You already know that you should work out — that it's good for your brain and your body, your self-esteem and your sex life, that it can calm your nerves and even reverse disease.

Countless studies have shown the remarkable reach of fitness. And now, researchers are learning that the benefits of exercise may apply to a developing fetus. Earlier this month, two studies presented at the annual meeting of the Society for Neuroscience suggested that those who exercise during pregnancy could be giving their unborn child a neurological advantage.

[Read: Prenatal Vitamins: the Building Blocks of Nutrition.]

One study followed a group of 18 pregnant women, starting in their first trimester, assigning eight to a sedentary group and 10 to an active one, in which they were asked to exercise at least 20 minutes a day, three times a week. Eight to 12 days after the women gave birth, researchers fitted the newborns with electrodes that measure brain activity in response to various sounds — an established test for memory, says Dave Ellemberg, a neuroscientist at the University of Montreal and one of the study's authors. Indeed, the newborns of active moms showed "more mature, more effective brain patterns," he says.
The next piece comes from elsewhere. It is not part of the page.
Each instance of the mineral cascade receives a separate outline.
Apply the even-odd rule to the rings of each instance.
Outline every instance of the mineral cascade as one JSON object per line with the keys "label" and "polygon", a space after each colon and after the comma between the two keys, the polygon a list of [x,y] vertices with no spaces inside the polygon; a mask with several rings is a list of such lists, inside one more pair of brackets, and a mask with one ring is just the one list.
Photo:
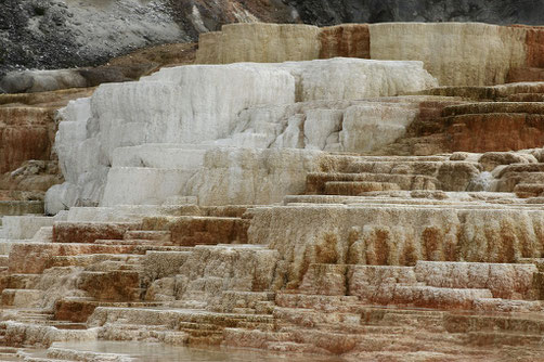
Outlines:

"What we found out is that there's this amazing transfer from what the mother does onto her child," he says, adding that moms-to-be can give their kids "a kickstart even before they're born." The team plans to follow up with the children when they're 4 to 6 months old to see how development progresses.

Another study, which used rats, found that the male offspring of rats that exercised during pregnancy had better object recognition as adults. This showed the potential of exercise to leave "long-lasting effects on the behavior and the cognitive function of the offspring," says David Bucci, an author of the study and professor of psychological and brain science at Dartmouth University. (Bucci was so surprised by the results that he had them triple-checked by the graduate student running the study.)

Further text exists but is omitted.